Correlation Between Lifex Inflation-protec and Jpmorgan Hedged
Can any of the company-specific risk be diversified away by investing in both Lifex Inflation-protec and Jpmorgan Hedged at the same time? Although using a correlation coefficient on its own may not help to predict future stock returns, this module helps to understand the diversifiable risk of combining Lifex Inflation-protec and Jpmorgan Hedged into the same portfolio, which is an essential part of the fundamental portfolio management process.
By analyzing existing cross correlation between Lifex Inflation Protected Income and Jpmorgan Hedged Equity, you can compare the effects of market volatilities on Lifex Inflation-protec and Jpmorgan Hedged and check how they will diversify away market risk if combined in the same portfolio for a given time horizon. You can also utilize pair trading strategies of matching a long position in Lifex Inflation-protec with a short position of Jpmorgan Hedged. Check out your portfolio center. Please also check ongoing floating volatility patterns of Lifex Inflation-protec and Jpmorgan Hedged.
Diversification Opportunities for Lifex Inflation-protec and Jpmorgan Hedged
0.69 | Correlation Coefficient |
Poor diversification
The 3 months correlation between Lifex and Jpmorgan is 0.69. Overlapping area represents the amount of risk that can be diversified away by holding Lifex Inflation Protected Inco and Jpmorgan Hedged Equity in the same portfolio, assuming nothing else is changed. The correlation between historical prices or returns on Jpmorgan Hedged Equity and Lifex Inflation-protec is a relative statistical measure of the degree to which these equity instruments tend to move together. The correlation coefficient measures the extent to which returns on Lifex Inflation Protected Income are associated (or correlated) with Jpmorgan Hedged. Values of the correlation coefficient range from -1 to +1, where. The correlation of zero (0) is possible when the price movement of Jpmorgan Hedged Equity has no effect on the direction of Lifex Inflation-protec i.e., Lifex Inflation-protec and Jpmorgan Hedged go up and down completely randomly.
Pair Corralation between Lifex Inflation-protec and Jpmorgan Hedged
Assuming the 90 days horizon Lifex Inflation-protec is expected to generate 3.0 times less return on investment than Jpmorgan Hedged. But when comparing it to its historical volatility, Lifex Inflation Protected Income is 1.53 times less risky than Jpmorgan Hedged. It trades about 0.07 of its potential returns per unit of risk. Jpmorgan Hedged Equity is currently generating about 0.14 of returns per unit of risk over similar time horizon. If you would invest 2,389 in Jpmorgan Hedged Equity on August 28, 2024 and sell it today you would earn a total of 973.00 from holding Jpmorgan Hedged Equity or generate 40.73% return on investment over 90 days.

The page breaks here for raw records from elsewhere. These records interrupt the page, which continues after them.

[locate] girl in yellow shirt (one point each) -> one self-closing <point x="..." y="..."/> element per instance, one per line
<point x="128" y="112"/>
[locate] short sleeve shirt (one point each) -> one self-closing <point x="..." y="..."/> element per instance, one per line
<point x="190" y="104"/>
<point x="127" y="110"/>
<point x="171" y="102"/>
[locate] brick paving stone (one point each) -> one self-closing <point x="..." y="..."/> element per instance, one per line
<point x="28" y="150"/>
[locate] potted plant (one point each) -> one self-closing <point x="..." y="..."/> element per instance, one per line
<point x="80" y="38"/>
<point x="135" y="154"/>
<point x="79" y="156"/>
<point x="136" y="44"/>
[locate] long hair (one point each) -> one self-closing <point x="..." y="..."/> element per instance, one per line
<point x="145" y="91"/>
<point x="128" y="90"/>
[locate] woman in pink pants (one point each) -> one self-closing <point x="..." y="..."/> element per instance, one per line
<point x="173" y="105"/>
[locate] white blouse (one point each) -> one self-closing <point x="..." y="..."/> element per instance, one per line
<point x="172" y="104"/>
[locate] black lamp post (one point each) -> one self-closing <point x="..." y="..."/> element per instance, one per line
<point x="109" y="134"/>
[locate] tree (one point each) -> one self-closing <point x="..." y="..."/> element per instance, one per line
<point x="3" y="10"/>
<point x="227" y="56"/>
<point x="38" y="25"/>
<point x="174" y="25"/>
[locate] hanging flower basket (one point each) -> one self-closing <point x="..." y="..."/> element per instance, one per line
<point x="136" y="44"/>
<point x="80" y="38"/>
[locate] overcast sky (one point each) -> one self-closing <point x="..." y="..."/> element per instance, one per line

Time Period | 3 Months [change] |
Direction | Moves Together |
Strength | Significant |
Accuracy | 44.04% |
Values | Daily Returns |
Lifex Inflation Protected Inco vs. Jpmorgan Hedged Equity
Performance |
Timeline |
Lifex Inflation-protec |
Jpmorgan Hedged Equity |
Lifex Inflation-protec and Jpmorgan Hedged Volatility Contrast
Predicted Return Density |
Returns |
Pair Trading with Lifex Inflation-protec and Jpmorgan Hedged
The main advantage of trading using opposite Lifex Inflation-protec and Jpmorgan Hedged positions is that it hedges away some unsystematic risk. Because of two separate transactions, even if Lifex Inflation-protec position performs unexpectedly, Jpmorgan Hedged can make up some of the losses. Pair trading also minimizes risk from directional movements in the market. For example, if an entire industry or sector drops because of unexpected headlines, the short position in Jpmorgan Hedged will offset losses from the drop in Jpmorgan Hedged's long position.The idea behind Lifex Inflation Protected Income and Jpmorgan Hedged Equity pairs trading is to make the combined position market-neutral, meaning the overall market's direction will not affect its win or loss (or potential downside or upside). This can be achieved by designing a pairs trade with two highly correlated stocks or equities that operate in a similar space or sector, making it possible to obtain profits through simple and relatively low-risk investment.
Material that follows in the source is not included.